Comment 19 Jared Jennings 2012-04-18 14:07:45 UTC
What if we make sure that the note was successfully written to the file system before we delete the backup file? We could even be as aggressive as running a checksum on the Note before deleting the backup.
Comment 20 Jared Jennings 2012-05-30 04:20:16 UTC
*** Bug 634685 has been marked as a duplicate of this bug. ***
Comment 21 Jared Jennings 2012-06-30 14:03:56 UTC
*** Bug 679172 has been marked as a duplicate of this bug. ***
Comment 22 Aaron D Borden 2012-10-20 04:58:55 UTC
(In reply to comment #19)
> What if we make sure that the note was successfully written to the file system
> before we delete the backup file?
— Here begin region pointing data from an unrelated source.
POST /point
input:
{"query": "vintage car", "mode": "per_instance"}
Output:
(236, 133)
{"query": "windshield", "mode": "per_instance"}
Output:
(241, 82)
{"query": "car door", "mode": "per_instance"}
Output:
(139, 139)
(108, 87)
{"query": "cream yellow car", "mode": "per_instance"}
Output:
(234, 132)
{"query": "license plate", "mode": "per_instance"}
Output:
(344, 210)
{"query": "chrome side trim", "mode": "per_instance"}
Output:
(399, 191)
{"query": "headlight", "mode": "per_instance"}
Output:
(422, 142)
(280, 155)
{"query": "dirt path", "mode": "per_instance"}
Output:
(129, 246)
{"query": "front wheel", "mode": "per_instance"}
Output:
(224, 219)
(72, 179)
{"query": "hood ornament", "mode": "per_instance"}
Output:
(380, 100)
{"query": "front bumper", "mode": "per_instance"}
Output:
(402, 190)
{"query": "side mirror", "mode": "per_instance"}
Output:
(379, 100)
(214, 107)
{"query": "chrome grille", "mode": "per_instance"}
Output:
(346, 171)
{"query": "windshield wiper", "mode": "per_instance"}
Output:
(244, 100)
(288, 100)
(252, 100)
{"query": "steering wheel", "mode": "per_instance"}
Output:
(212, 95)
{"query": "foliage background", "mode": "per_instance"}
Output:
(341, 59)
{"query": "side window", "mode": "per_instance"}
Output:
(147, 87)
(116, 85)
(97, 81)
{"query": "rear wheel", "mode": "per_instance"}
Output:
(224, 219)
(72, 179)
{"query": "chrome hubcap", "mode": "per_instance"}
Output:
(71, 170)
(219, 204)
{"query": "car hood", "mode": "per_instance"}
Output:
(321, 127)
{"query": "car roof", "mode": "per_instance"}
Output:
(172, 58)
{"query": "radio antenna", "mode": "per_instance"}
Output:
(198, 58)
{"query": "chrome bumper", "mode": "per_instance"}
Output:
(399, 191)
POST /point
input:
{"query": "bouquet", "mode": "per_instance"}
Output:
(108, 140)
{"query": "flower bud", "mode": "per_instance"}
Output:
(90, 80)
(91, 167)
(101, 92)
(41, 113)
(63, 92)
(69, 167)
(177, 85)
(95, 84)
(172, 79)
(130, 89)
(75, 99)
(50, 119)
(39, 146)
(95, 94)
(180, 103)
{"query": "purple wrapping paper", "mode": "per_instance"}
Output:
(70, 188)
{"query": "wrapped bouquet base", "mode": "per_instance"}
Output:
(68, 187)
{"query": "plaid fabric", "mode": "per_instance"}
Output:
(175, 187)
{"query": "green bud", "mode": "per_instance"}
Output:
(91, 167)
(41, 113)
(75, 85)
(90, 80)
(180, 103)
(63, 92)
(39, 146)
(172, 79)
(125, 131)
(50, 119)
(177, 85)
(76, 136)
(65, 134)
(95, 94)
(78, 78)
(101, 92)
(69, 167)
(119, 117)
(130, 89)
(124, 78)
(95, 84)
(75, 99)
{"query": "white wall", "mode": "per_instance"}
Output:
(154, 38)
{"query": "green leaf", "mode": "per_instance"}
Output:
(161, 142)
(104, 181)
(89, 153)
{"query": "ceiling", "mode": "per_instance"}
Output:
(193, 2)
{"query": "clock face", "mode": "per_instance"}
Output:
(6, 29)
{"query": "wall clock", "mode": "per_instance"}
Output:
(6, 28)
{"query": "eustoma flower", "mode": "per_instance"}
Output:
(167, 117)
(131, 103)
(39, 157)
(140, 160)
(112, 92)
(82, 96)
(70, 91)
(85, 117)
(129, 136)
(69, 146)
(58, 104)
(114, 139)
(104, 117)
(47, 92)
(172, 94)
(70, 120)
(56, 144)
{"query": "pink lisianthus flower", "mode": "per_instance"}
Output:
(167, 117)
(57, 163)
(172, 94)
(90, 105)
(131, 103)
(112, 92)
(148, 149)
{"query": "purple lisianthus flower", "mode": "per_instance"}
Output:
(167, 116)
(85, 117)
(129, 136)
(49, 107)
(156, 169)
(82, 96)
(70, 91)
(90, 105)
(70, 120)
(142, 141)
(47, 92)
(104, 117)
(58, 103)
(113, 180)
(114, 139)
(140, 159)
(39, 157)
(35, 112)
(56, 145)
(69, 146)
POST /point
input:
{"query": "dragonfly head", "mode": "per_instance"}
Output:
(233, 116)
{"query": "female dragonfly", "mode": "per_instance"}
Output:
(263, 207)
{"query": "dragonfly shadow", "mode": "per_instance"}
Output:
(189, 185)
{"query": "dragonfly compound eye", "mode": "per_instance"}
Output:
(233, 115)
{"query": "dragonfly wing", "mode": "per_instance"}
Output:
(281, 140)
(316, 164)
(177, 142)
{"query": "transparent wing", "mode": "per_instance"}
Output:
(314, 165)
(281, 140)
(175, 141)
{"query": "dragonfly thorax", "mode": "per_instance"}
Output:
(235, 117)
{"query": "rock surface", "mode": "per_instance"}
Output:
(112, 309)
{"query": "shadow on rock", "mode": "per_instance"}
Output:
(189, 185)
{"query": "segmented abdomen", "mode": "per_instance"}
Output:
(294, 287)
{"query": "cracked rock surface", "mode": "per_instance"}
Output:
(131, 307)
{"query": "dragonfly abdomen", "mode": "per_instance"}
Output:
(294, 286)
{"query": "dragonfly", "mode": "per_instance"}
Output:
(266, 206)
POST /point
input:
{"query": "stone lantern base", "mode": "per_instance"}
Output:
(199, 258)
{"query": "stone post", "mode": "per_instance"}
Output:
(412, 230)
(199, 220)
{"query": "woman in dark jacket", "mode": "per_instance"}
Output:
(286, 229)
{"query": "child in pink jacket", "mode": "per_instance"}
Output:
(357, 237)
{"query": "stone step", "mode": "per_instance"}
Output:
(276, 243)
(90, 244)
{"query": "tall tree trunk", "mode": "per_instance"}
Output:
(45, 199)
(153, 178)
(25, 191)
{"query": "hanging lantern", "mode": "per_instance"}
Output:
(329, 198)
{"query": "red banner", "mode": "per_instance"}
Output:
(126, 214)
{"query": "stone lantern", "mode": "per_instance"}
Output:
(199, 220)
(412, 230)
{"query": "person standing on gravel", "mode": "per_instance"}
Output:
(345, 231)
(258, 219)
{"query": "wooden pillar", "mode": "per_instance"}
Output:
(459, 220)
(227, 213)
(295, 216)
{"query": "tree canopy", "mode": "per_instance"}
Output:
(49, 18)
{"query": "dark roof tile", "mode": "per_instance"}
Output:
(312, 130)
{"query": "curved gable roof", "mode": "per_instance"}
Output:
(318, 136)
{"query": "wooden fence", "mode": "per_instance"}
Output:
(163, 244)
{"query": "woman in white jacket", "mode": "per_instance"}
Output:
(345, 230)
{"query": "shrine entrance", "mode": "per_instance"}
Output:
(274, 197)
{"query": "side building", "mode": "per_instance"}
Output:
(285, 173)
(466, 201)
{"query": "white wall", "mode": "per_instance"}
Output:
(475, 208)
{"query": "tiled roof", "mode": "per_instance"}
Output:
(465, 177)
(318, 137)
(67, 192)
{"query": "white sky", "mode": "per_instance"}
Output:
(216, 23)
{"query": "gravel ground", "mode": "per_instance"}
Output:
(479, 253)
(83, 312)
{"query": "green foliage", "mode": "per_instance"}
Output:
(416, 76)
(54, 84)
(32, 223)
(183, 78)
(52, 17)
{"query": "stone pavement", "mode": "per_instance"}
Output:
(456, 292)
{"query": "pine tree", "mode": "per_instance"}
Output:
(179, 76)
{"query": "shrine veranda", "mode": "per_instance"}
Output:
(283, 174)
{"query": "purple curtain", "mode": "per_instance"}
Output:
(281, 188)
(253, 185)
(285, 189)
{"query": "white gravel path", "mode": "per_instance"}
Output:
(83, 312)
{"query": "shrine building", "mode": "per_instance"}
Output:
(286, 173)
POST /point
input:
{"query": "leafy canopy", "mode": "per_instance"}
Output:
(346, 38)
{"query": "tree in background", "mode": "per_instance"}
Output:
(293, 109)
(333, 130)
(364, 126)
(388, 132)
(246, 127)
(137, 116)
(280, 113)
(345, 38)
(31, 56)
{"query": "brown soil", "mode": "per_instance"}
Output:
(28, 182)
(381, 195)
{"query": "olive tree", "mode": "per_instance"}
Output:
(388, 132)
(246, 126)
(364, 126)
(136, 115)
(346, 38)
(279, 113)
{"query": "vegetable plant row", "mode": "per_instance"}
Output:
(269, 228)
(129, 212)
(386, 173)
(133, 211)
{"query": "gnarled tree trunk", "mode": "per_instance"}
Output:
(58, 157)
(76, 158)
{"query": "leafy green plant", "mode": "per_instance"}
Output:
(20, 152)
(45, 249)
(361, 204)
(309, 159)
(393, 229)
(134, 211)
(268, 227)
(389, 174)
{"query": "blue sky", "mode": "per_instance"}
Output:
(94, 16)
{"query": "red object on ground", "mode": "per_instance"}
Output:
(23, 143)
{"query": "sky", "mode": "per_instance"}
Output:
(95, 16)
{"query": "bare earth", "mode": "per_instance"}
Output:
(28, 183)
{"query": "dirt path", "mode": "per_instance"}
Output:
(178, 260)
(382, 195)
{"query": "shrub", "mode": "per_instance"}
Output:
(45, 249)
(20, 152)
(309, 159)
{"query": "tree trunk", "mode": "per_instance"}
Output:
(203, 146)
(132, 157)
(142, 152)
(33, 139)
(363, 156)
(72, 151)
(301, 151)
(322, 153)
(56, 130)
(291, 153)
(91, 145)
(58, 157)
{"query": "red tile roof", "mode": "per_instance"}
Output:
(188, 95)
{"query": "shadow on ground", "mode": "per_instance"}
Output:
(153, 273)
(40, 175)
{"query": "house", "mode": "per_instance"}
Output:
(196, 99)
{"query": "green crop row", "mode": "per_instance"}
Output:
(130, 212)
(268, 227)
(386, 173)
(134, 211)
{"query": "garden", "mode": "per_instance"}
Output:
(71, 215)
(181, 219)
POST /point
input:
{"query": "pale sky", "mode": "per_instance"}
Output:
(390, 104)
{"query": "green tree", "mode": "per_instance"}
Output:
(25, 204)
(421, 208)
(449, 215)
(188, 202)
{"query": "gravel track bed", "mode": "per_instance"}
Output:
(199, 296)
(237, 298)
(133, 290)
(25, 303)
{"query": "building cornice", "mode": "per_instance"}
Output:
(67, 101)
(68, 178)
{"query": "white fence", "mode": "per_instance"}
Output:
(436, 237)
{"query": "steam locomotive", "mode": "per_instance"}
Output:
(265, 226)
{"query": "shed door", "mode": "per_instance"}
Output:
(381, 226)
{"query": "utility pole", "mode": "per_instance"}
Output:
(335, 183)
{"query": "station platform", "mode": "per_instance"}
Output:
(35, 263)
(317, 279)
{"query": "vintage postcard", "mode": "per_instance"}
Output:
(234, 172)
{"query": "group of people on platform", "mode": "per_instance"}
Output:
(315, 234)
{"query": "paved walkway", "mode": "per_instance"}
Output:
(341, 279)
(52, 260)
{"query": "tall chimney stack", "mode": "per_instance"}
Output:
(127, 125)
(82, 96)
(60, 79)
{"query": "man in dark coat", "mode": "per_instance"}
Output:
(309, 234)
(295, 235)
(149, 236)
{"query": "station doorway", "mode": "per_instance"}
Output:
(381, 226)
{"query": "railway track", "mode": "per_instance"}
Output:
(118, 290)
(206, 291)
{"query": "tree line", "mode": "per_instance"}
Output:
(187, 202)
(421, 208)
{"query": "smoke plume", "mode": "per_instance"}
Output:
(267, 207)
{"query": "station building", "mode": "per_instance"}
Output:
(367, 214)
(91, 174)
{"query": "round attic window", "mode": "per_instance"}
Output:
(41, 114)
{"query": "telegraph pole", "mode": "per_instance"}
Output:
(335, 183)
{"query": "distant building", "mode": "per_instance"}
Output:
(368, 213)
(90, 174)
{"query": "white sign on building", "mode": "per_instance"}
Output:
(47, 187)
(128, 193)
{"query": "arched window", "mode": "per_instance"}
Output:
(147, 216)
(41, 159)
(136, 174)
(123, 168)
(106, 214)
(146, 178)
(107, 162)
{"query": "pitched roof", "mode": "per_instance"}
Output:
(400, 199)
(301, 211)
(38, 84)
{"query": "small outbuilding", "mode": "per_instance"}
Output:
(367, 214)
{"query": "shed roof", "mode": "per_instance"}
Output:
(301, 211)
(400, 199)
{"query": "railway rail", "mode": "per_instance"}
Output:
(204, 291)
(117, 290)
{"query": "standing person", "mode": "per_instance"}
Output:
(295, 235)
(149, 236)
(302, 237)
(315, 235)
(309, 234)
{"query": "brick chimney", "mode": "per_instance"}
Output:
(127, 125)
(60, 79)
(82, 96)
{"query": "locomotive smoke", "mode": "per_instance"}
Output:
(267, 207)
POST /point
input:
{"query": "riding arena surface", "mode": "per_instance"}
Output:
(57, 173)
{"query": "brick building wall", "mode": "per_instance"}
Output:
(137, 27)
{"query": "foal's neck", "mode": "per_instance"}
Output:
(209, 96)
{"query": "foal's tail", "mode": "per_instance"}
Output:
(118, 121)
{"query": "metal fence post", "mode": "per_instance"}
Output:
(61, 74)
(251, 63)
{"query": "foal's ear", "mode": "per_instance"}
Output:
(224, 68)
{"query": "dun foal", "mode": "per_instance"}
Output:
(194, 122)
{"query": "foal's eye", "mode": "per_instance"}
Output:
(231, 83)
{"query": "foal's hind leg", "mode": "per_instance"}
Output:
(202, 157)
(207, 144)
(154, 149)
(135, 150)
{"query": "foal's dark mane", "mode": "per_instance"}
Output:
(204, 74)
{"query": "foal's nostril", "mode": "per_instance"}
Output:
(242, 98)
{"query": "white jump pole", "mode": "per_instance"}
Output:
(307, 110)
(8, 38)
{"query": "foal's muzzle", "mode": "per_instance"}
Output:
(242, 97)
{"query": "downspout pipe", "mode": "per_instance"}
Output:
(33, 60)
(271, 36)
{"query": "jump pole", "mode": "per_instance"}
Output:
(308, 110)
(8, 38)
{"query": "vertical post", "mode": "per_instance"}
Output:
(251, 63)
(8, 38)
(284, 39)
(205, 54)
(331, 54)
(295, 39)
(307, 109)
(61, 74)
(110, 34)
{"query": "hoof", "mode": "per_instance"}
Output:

We could even be as aggressive as running a
> checksum on the Note before deleting the backup.

This won't work because the file is buffered in memory, so as long as we are using standard APIs to read the file, it will APPEAR as if the file was successfully written despite it not having yet been written to disk.

Cross platform complicates things, since lower level APIs might be available but would be different between *nix, osx, and windows.
Comment 23 Jared Jennings 2012-10-22 03:51:55 UTC
What if we delete the back-ups on shutdown. We could check and see if backup's exist on start-up too. (just in case a crash happened that leaves the backup)

The scenario would be that the backup is made, then the move happens, but we don't delete the backup until much later, during shutdown. By then it should have been written to the filesystem and flushed.
Comment 24 Alex Tereschenko 2013-06-18 20:26:23 UTC
Created attachment 247212 [details] [review]
Proposed solution v1

Here's my take at it - based on the fsync approach (which I like the most out of all those discussed in this thread).

This is similar to what Thomas Danzl has proposed, but it uses a different mechanism. WriteThrough seems to be not implemented still (or I couldn't find that), but they *have* implemented real Flush operation for FileStream, which does actual fsync() on Linux (checked in Mono sources + tested the sample code with strace). It works only for .NET 4.0 and up, but as long as it's our default version anyway - I think we're good here.

I couldn't come up with any more meaningful file rotation scheme than we have right now, so went for a simple one. Your thoughts are welcome.
Comment 25 Jared Jennings 2013-07-04 01:47:13 UTC
(In reply to comment #24)
I'm trying to apply this patch, but it's reporting that it's corrupt. Do you mind reposting or such?
Comment 26 Alex Tereschenko 2013-07-04 17:56:20 UTC
Created attachment 248405 [details] [review]
Proposed solution v2

Oops, sorry for that, this one checked to apply cleanly to current master.
Comment 27 Jared Jennings 2013-07-05 15:37:04 UTC
Review of attachment 248405 [details] [review]:

committed b962005173d8a4aa3d6a6845312abd476ac32b82
Comment 28 Jared Jennings 2013-07-05 15:45:43 UTC
Marking as resolved. It can be reopened if needed.